Updated on December 7, 2013
elderly care
elderly care | Source

I'd never heard of the Liverpool Care Pathway until it hit the news.

As it turns out, it is the name of a legally constituted program within hospitals in the UK to allow euthanasia of the elderly under certain circumstances.

Introduced or legislated for in 1996, it resolved a legal problem for terminally ill patients, their family, and the medical profession.

Helping someone to die comfortably is humane, and has been practised in hospitals for years, if not forever.

When someone is within days of dying, in pain and in severe discomfort, death is a blessing to them.

It's an end to their misery.

Caring doctors and nurses can't wave a magic wand and make it all better, much as they'd like to.
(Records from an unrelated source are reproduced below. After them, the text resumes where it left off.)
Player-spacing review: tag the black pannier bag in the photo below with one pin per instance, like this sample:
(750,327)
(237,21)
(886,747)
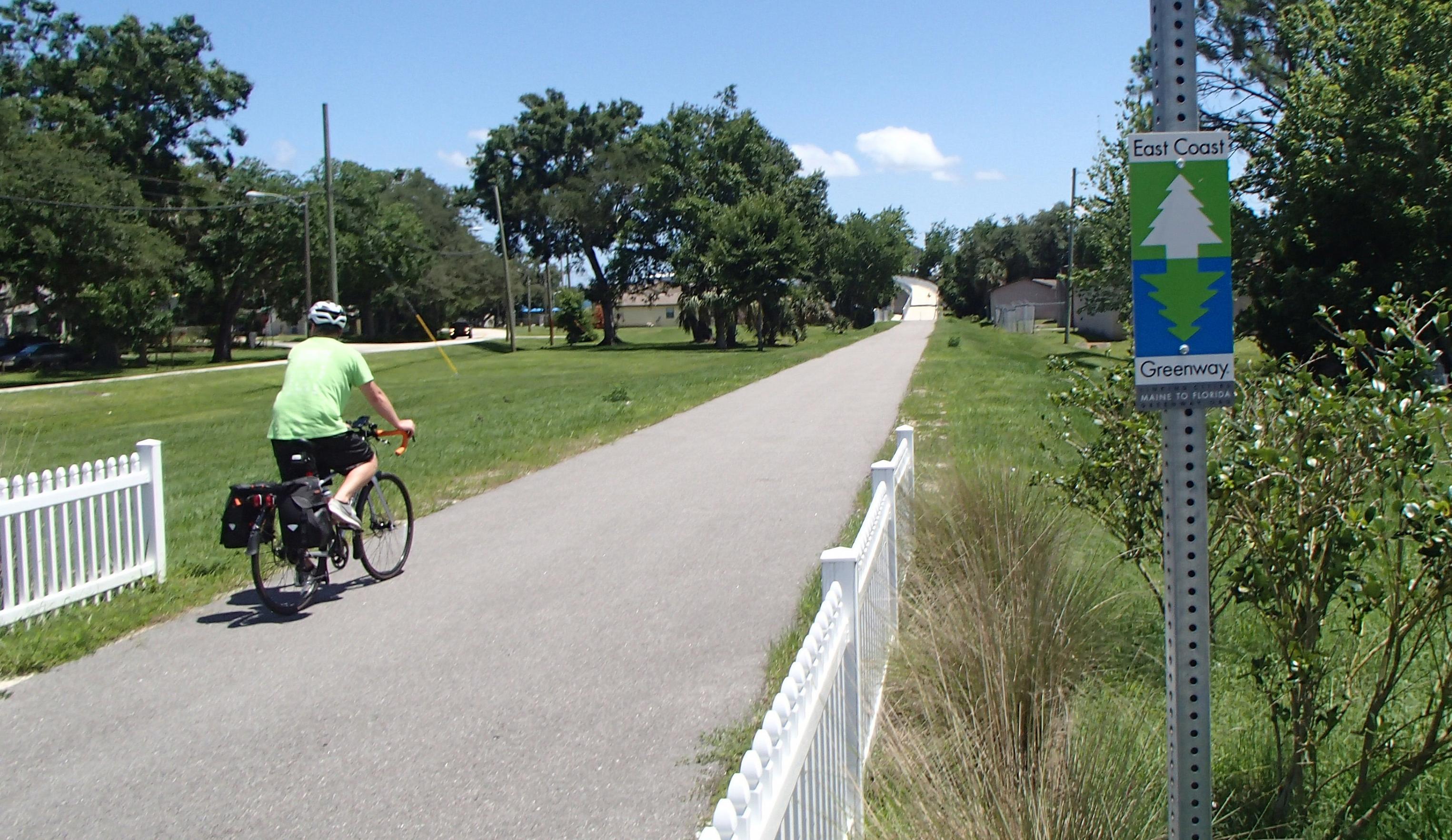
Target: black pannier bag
(244,503)
(302,513)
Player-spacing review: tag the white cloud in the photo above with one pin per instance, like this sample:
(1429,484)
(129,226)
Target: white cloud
(833,164)
(457,160)
(904,150)
(284,153)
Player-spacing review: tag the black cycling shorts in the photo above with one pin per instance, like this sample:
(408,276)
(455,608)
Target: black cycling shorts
(321,456)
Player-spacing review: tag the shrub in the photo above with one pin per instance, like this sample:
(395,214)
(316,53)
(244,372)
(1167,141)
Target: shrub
(1332,526)
(571,317)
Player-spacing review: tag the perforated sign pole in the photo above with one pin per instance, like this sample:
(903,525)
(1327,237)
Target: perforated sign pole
(1180,199)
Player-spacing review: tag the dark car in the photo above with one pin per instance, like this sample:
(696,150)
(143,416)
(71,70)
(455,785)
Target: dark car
(40,356)
(20,341)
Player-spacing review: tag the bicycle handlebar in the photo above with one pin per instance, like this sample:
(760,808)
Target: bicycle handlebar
(371,430)
(396,434)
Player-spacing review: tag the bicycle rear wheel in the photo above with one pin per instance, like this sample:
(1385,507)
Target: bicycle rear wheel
(281,583)
(387,513)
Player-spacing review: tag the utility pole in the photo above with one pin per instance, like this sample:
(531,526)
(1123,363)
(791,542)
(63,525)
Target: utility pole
(549,305)
(1069,282)
(327,182)
(504,248)
(307,254)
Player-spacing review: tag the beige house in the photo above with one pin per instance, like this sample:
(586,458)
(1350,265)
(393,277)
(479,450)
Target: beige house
(654,306)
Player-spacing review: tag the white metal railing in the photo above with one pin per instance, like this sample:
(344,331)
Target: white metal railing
(80,532)
(802,778)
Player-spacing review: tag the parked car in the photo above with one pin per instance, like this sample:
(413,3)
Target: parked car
(41,356)
(20,341)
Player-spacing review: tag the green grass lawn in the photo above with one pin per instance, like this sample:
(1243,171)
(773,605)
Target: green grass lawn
(160,362)
(985,404)
(504,415)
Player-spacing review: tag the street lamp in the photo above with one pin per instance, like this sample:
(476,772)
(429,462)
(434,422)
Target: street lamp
(307,240)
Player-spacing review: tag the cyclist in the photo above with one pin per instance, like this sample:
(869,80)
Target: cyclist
(307,430)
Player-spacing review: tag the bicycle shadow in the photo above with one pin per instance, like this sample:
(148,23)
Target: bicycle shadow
(258,613)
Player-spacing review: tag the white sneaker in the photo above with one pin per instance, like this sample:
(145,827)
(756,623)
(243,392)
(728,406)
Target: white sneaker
(343,514)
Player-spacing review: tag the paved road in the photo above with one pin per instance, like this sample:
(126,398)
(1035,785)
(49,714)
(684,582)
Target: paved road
(480,334)
(544,669)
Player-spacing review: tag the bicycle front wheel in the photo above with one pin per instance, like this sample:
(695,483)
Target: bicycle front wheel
(282,585)
(387,513)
The absolute best they can do is to make sure that person is comfortable, pain-free, and never left alone.

When I was a young nurse in the 1970s, we did everything we could to keep people alive, because we cared.

Even so, there came a time when death was inevitable.
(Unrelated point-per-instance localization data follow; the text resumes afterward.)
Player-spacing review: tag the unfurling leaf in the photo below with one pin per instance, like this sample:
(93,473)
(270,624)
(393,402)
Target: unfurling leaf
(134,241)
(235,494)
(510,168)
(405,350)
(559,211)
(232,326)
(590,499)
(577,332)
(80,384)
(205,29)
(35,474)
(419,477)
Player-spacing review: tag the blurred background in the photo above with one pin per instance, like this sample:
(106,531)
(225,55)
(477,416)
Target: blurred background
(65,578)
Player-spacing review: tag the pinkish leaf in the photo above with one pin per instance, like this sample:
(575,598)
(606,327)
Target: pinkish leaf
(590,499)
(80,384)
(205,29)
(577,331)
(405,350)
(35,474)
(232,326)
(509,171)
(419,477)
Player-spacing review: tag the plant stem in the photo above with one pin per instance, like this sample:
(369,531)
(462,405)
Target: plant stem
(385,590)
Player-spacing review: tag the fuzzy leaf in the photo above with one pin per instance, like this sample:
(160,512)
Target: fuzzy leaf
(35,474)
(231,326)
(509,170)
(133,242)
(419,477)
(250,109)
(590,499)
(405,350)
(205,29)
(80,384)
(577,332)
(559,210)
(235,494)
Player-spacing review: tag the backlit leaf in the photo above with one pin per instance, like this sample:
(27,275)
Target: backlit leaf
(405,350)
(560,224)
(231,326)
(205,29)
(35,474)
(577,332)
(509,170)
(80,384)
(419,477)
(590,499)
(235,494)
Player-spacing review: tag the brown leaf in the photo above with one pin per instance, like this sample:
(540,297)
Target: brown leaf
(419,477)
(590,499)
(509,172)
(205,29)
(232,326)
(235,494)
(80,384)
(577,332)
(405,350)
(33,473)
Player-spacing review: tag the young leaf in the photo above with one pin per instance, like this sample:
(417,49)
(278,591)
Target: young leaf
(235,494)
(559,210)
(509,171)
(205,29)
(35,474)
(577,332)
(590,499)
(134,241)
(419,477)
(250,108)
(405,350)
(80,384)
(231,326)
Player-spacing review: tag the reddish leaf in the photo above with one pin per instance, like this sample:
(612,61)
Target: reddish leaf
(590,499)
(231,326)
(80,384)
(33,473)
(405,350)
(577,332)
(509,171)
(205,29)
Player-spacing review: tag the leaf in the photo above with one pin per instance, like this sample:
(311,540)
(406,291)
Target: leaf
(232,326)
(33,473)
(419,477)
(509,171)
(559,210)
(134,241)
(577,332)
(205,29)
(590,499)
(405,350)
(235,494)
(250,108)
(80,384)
Death IS inevitable for all of us. When it is imminent, the best we can do is make sure those last hours are pain-free for those in our care.

Morphine was and still is, the most powerful pain-killer known to man.
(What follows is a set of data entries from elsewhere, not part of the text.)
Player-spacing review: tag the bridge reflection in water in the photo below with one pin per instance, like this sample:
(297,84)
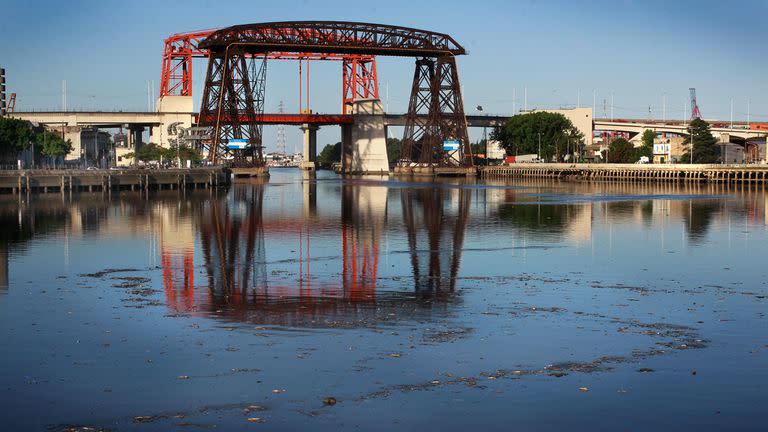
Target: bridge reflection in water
(234,246)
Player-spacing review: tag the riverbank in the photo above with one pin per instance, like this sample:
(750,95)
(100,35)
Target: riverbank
(18,181)
(632,172)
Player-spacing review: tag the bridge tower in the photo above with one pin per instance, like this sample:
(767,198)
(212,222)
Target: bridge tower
(436,129)
(234,94)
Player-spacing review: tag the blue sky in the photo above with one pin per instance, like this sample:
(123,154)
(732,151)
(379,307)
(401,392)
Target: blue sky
(636,50)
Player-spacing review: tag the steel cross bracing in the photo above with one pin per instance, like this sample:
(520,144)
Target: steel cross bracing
(234,89)
(180,49)
(336,37)
(436,92)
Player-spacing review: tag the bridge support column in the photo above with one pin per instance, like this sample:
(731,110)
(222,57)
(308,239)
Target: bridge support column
(364,144)
(310,146)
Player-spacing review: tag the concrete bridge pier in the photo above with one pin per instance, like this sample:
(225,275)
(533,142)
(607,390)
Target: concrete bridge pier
(310,147)
(364,143)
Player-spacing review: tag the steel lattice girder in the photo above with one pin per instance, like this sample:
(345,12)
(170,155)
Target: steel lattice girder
(234,90)
(335,37)
(180,49)
(436,92)
(359,81)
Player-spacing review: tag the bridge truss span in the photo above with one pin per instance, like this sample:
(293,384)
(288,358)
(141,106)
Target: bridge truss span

Unfortunately, it also depresses the respiratory system.

When the respiratory system is depressed, breathing is more difficult and we are more prone to chest infections.

It can kill a terminally ill patient.

People in pain, and many cancers are extremely painful, deserve the most powerful analgesic available.

They not only deserve it, they need it, because nothing else will touch their pain.

We effectively hastened their deaths by giving them diamorphine (a mixture of morphine and heroin) injections.

We knew we were doing it, but we did it for the best of reasons; to ensure a comfortable and smooth passage between this world and the next.

I will never regret any of those injections I gave (under medical prescription) to those people.

If this level of care existed, why was a new procedure brought out - The Liverpool Care Pathway?

I have absolutely no idea, considering it has been many years since I have been nursing.

If it has always been the case that caring nurses and doctors treated patients to the best of their abilities, and gave them an extra level of care when they were dying, why did this procedure suddenly get a name?

The only two things I can think of is that:

a) litigation has increased, and without a legally agreed procedure in place, someone might choose to sue.

b) All those university trained nurses might have preferred to have a written care plan to follow.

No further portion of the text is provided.